If someone says food stamps are absolutely necessary for poor people's
survival, I wonder how America's millions of poor immigrants made it.
Unless I missed something, mass starvation is not a part of our history.
Was there a stealth food stamp program during the 1700s and 1800s?
Then there's the question: How did we manage to build the world's
greatest cities without the help of the 1965-created U.S. Department of
Housing and Urban Development? Did cities become worse off or better off
afterward? Or, how did we manage to produce energy to fuel the world's
richest economy before the 1977 creation of the Department of Energy?
Recently, I received an e-mail titled, "We Made It." It had to do with
the federal safety edicts of agencies like the U.S. Product Safety
Commission, established in 1972, and the U.S. Department of
Transportation, established in 1966. Congress created these and other
agencies to "protect the public against unreasonable risks of injuries
and deaths." That's how toys, cribs, child car seats and childproof
medicine bottles came to be regulated. Considering we were a nation for
nearly 200 years before Congress started protecting us against
"unreasonable risks of injuries and deaths," a natural question is how we
managed to survive and grow from a population of 4 million to the 280
million of us today.
According to my e-mail's author, if we listen to Washington, those of us
still around who were children during the '40s, '50s and '60s probably
should be dead. Nonetheless, there are 58 million of us born in 1945 or
earlier who are still kicking. Our parents allowed us to sleep in cribs
beautified with lead-based paint. They drove us around in cars that had
neither seatbelts nor airbags. They permitted us to ride our bicycles
without helmets, just as adults rode motorcycles without helmets. And,
horror of horrors, there were no childproof medicine bottles that, by the
way, are sometimes so difficult to open that some people summon their
children to open them.
The fact that these safety edicts saved some lives and prevented some
injuries doesn't provide justification for them any more than mandating
that, because some Americans have headaches, aspirin be put in the water
supply.
In a free society, government has the responsibility of protecting us
from others, but not from ourselves. Before government got into the
business of protecting us from ourselves, we did have a greater measure
of protection from others. Yesteryear's children rode their bikes or
walked to a friend's house, knocked on the door and let themselves in.

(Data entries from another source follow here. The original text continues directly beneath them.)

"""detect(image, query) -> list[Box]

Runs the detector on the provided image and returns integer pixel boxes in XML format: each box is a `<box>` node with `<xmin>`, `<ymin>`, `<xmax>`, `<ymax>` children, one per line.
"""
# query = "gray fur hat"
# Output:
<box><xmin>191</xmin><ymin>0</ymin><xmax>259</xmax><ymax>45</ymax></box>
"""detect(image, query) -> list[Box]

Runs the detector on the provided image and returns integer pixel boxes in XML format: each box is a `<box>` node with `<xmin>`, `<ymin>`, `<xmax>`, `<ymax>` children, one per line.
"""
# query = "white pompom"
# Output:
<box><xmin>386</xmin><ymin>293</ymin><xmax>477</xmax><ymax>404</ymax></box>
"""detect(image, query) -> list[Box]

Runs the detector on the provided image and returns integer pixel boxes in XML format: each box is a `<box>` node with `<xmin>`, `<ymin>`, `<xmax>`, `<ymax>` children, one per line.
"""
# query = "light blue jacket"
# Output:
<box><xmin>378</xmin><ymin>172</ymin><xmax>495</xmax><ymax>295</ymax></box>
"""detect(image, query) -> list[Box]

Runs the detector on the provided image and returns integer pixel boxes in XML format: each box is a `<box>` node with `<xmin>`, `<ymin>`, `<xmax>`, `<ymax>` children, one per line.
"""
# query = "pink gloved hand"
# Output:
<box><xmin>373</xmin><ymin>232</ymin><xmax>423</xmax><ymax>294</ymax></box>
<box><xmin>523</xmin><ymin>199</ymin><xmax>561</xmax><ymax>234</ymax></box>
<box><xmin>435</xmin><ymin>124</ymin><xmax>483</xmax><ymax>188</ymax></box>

Many families didn't lock doors until the last family member was home for
the evening, and they did that in poor neighborhoods like the one I grew
up in.
Yesteryear, when we went off to school, parents might have worried about
our crossing streets safely. Today's parents have a different set of
worries, such as whether their child will be shot, stabbed, robbed, raped
or given drugs in school. During the pre-1960 years, neighborhoods -
including poor neighborhoods - were safe enough for women to walk the
streets after dark. In fact, in places like Harlem, N.Y., hot, humid
nights saw children and adults sleeping on fire escapes and rooftops.
Doing the same today might lead to arrest for attempted suicide.
Speaking of crime, if children did have a scrape with the law, our
parents sided with the police.
Don't you wonder how so many Americans made it without today's
oppressive, caring, nanny government?